5) Forma Ferrari w Chinach. Przyjąłeś bzdurne stanowisko bloggera, który insynuował wzrost mocy i prędkości maksymalnej Ferrari, do którego nigdy nie doszło.
6) Sokolimokiem i lekcja aerodynamiki, którą ze swoim kolegą oblałeś.
7) Sponsor tytularny Mclarena. Do dzisiaj go nie mają i wplątywanie w to Sony było nie na miejscu.
8) Sprawa chłodzenia bolidu.
9) Nielegalne testy Mercedesa.
10) Sprawa Marmorini kontra Ferrari, gdzie jawnie ostatnio wyszła słabość silników Ferrari.

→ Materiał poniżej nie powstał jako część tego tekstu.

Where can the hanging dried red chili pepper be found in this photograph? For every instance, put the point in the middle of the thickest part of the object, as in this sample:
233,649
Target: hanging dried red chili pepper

To są rzeczy potwierdzone wydarzeniami z F1, do których nie masz odwagi się przyznać. Dlatego piszę o ciszy bałwanku, a nie dlatego by pochełpić sobie ego. Tyle z samej pamięci, a jest tego jeszcze więcej. Jedna jaskółka wiosny nie czyni, wyjątek potwierdza regułę.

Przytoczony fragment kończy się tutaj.